What do these foundation plantings look like after the azalea shrubs have finished blooming? They look like every other home planted with only boxwoods and azaleas, ordinary and outdated. Think about adding other plants to provide interest all through the year. A new azalea called “Encore” is compact in size and blooms twice a year, yes 2 times, summer and fall. The colors are fabulous too. Red, salmon, white, peach, pink, purple, and magenta. Some varieties have strips, speckles or semi-double blooms (a fuller flower). Below is “Autumn Sweetheart” Encore Azalea. It is touched with white and pink growing 4 feet by 4 feet blooming in spring and autumn.
If you have azaleas and boxwoods growing, the area most likely receives shade. Good foundation plants also loving these conditions are aucuba, pieris, gardenia, laurels, dwarf hollies, leucothoe, and nandinas. The typical rule is incorporating 75% evergreen (green for 365 days) in your front foundation plantings. The side of the home facing the public road is visible throughout the year and needs to be interesting for all seasons.
The home below is beautifully landscaped.
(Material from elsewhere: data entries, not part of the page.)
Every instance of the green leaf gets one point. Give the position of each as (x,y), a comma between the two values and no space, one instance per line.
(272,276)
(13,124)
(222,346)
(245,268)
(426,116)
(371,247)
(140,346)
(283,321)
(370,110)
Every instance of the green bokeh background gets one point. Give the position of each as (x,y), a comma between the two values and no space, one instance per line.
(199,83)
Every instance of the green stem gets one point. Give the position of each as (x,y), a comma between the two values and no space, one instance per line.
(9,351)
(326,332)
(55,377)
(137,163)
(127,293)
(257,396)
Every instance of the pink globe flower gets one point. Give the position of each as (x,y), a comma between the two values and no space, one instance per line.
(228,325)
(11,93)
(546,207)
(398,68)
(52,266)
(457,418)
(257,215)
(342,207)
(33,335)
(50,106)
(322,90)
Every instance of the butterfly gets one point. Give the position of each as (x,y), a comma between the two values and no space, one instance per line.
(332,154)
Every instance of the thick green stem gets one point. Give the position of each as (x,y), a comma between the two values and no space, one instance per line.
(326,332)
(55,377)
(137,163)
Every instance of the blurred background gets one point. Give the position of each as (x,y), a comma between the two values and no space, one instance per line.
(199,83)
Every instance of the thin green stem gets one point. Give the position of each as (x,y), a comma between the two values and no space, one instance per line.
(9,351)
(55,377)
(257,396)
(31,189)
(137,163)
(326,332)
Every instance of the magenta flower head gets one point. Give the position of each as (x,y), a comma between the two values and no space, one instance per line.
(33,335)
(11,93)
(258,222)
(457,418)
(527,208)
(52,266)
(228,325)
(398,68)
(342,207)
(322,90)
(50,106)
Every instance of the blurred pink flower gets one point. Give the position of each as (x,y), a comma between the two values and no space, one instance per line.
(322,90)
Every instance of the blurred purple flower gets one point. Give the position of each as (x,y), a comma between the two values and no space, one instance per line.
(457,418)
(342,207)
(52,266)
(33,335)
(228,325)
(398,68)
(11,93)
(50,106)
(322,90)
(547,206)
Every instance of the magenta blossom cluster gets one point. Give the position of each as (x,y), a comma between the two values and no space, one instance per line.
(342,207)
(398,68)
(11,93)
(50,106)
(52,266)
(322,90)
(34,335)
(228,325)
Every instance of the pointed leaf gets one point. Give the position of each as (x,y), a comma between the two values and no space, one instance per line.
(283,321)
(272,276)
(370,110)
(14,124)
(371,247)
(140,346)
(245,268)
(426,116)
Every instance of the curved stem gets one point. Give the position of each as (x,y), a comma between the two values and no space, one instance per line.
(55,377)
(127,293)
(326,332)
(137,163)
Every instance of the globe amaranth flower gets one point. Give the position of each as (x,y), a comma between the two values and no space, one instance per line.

There are taller, evergreen plants where height is needed. There is variety among the plant choices. Plant material is low and very inviting or safe. 75% or more of the plant material is evergreen. A deciduous tree is planted in the correct location. One thing I would change is the size of plant bed at the steps entering from the walkway. This is an area to create a splash of color and interest.
I am praying everyday for rain and hoping Greensboro’s water supply will be plentiful again.